Rabbi Guy Tal: Chanukah – the holiday of hope

Rabbi Guy Tal

by Rabbi Guy Tal

(Edmonton) – The reasons for celebrating Chanukah are very well known. On these days we commemorate the astonishing victory of the Maccabees over the Seleucid Empire as described in the books of Maccabees, and the miracle of the jar of oil, as described in the Talmud (Shabbat 21b).

Interestingly, in another place the Talmud associates these occurrences with a natural phenomenon:

“The Sages taught: When Adam, the first man, saw that the day was progressively diminishing, (as the days become shorter from the autumnal equinox until the winter solstice, he did not yet know that this is a normal phenomenon, and therefore he) said: Woe is me; perhaps because I sinned the world is becoming dark around me and will return to chaos and disorder. And this is the death that was sentenced upon me from Heaven. He arose and spent eight days in fasting and in prayer.

“Once he saw the season of Tevet and saw that the day was progressively lengthening, he said: this is the order of the world. He went and observed a festival for eight days. Upon the next year, he observed both: these (the eight days on which he had fasted on the previous year), and these (the eight days of his celebration) as days of festivities. He established these festivals for the sake of Heaven, but they, established them for the sake of idol worship.” (Avoda Zara 8).

The Talmud alludes to an ancient holiday celebrated by the gentiles around the date of 21st of December, the shortest day of the year, when the days begin to lengthen.  However, the relationship between this ancient forgotten holiday and Chanukah is notable. Not only the number of days is consistent (eight days of Chanukah, and eight days of the Holiday of Adam), as well as the time of year – around the end of December, but also the idea of the light growing bigger and the salvation that it brings with it. We can say that the holiday of Chanukah, except of the memory of the historical events of the Hasmonean period, is also a “tikkun” – a correction – of that pagan holiday to help us to celebrate correctly and in a holy way this natural phenomenon.

Additionally, we can see the parallel between the idea of Chanukah and this Talmudic legend:  In the midrash the first man faces a crisis, a fall, apparently, as a result of his sin. The light gradually disappears, and he thinks that the end of the world is coming.  In the same way, Am Yisrael, also committed sins and was punished, losing our independence. Our power and greatness gradually disappeared, and we lost our identity beneath the powerful tide of Hellenization. The Jewish people forgot their roots, their values and their tradition and it looked like the world had gone back to the days before “matan torah” – the giving of the Torah – to a spiritual chaos.

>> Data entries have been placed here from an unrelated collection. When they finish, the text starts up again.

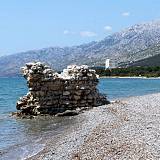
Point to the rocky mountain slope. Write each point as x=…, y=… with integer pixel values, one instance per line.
x=125, y=46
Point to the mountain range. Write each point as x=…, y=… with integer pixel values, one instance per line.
x=128, y=46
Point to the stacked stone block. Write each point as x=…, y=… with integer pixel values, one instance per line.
x=52, y=93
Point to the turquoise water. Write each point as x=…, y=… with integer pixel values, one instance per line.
x=24, y=137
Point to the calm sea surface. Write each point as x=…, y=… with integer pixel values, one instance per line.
x=23, y=137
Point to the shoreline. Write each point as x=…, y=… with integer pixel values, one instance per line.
x=127, y=77
x=126, y=121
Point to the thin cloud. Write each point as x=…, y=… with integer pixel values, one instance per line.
x=108, y=28
x=67, y=32
x=87, y=34
x=126, y=14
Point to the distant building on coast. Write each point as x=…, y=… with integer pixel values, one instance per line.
x=109, y=64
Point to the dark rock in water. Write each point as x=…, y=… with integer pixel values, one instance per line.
x=52, y=93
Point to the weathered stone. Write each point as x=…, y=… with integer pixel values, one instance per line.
x=66, y=93
x=52, y=93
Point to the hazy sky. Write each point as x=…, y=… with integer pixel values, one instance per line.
x=35, y=24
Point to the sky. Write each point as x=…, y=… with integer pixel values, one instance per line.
x=35, y=24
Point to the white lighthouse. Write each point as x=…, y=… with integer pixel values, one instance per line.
x=107, y=64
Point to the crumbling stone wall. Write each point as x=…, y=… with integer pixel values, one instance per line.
x=52, y=93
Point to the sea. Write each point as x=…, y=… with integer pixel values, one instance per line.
x=22, y=138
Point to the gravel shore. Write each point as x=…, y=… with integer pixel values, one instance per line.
x=126, y=129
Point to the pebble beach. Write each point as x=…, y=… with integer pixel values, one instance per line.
x=125, y=129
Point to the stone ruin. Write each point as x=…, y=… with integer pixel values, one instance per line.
x=50, y=93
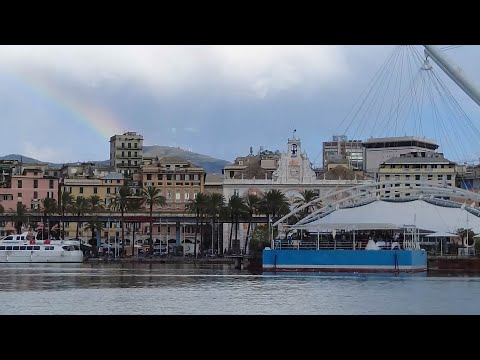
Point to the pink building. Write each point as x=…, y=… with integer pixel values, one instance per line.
x=29, y=189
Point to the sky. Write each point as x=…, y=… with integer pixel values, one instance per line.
x=62, y=103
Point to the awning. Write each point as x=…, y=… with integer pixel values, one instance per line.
x=441, y=234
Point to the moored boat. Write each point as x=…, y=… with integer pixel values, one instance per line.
x=27, y=249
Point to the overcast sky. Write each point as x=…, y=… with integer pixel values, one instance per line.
x=61, y=103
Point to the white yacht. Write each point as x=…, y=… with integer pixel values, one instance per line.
x=27, y=249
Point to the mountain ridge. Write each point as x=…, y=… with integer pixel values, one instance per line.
x=208, y=163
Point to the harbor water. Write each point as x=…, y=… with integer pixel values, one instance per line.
x=170, y=289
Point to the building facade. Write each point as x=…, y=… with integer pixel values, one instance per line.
x=29, y=188
x=379, y=150
x=179, y=181
x=293, y=174
x=432, y=168
x=126, y=152
x=105, y=187
x=342, y=150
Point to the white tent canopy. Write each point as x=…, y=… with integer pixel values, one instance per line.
x=440, y=234
x=395, y=215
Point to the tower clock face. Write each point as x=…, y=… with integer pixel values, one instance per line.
x=294, y=171
x=294, y=150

But in that precise moment, when everything seems lost, and that we are in the last moments of a total collapse, the momentum is reversed. Suddenly, a small light appears and reminds us that we still have hope and after any crisis there will be recovery and growth. That is why in the middle of the winter, in the days of the greatest darkness and cold we celebrate the holiday of light, hope and faith. This hope has never left the people of Israel even in the darkest times in our history. In the ghettos, the pogroms, the Crusades, the Inquisition and all the other persecutions we suffered, there has always appeared this small light of hope to remind us that after the darkest moment the light always starts to shine again.

Rabbi Guy Tal is the spiritual leader at Beth Israel Congregation in Edmonton.